200g swiss brown mushrooms, quartered
1 eggplant, chopped
Freshly ground black pepper
Olive oil cooking spray
80g (1/2 cup) Blu Gourmet Pearl Couscous
4 trim lamb cutlets
1/2 x 425g can no added salt brown lentils, rinsed and drained
1/2 cup mint leaves
1/2 cup flat-leaf parsley leaves
Zest of 1/2 lemon
1 Tbsp fresh lemon juice
1 Tbsp red wine vinegar
1 tsp extra virgin olive oil
40g reduced-fat feta, crumbled
1 Preheat oven to 200°C (fan-forced). Line a roasting pan with baking paper. Put the mushrooms and eggplant in the pan and spray with cooking spray. Roast for 15-20 minutes, or until tender.
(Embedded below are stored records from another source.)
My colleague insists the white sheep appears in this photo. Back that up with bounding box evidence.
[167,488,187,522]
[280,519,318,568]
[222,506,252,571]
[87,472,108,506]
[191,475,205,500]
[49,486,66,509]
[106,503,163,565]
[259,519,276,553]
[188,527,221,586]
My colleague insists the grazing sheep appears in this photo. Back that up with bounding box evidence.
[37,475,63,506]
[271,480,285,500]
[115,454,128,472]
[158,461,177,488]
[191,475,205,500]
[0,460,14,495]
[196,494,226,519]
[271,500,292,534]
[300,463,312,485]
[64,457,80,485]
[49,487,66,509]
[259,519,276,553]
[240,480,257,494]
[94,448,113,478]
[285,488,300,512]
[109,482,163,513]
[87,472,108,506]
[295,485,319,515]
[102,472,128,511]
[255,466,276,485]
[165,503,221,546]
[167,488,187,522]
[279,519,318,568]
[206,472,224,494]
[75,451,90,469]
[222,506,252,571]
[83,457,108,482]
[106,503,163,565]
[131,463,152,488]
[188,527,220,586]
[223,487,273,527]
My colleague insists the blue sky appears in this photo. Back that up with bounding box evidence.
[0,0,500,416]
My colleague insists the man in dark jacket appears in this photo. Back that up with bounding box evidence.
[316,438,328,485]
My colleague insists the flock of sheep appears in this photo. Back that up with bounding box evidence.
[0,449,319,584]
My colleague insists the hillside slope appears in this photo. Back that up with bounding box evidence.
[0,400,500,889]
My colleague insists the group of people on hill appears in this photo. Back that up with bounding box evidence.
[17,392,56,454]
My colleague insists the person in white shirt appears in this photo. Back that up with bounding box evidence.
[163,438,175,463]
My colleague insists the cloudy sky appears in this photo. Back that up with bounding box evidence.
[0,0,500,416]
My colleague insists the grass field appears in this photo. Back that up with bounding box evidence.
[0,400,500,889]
2 Meanwhile, put the water and couscous in a small saucepan. Cover and bring to the boil over high heat. Reduce heat to medium and cook, covered, for 10-15 minutes or until the couscous is tender and the water is absorbed. Transfer to a bowl and set aside to cool slightly.
3 Preheat a chargrill on medium-high. Spray the lamb cutlets with cooking spray and season with pepper. Add to the pan and cook for 11/2 minutes each side or until cooked to your liking.
4 Add the roasted vegetables, lentils, mint, parsley and lemon zest to the couscous. Toss to combine. Whisk the lemon juice, vinegar and oil together. Season with pepper. Pour over the couscous mixture and toss to combine. Divide the salad between shallow serving bowls. Sprinkle with the feta and serve with the lamb cutlets.
[HEALTH TIP] Pearl couscous is low GI so it will keep you feeling fuller for longer and will help avoid spikes in your blood glucose levels.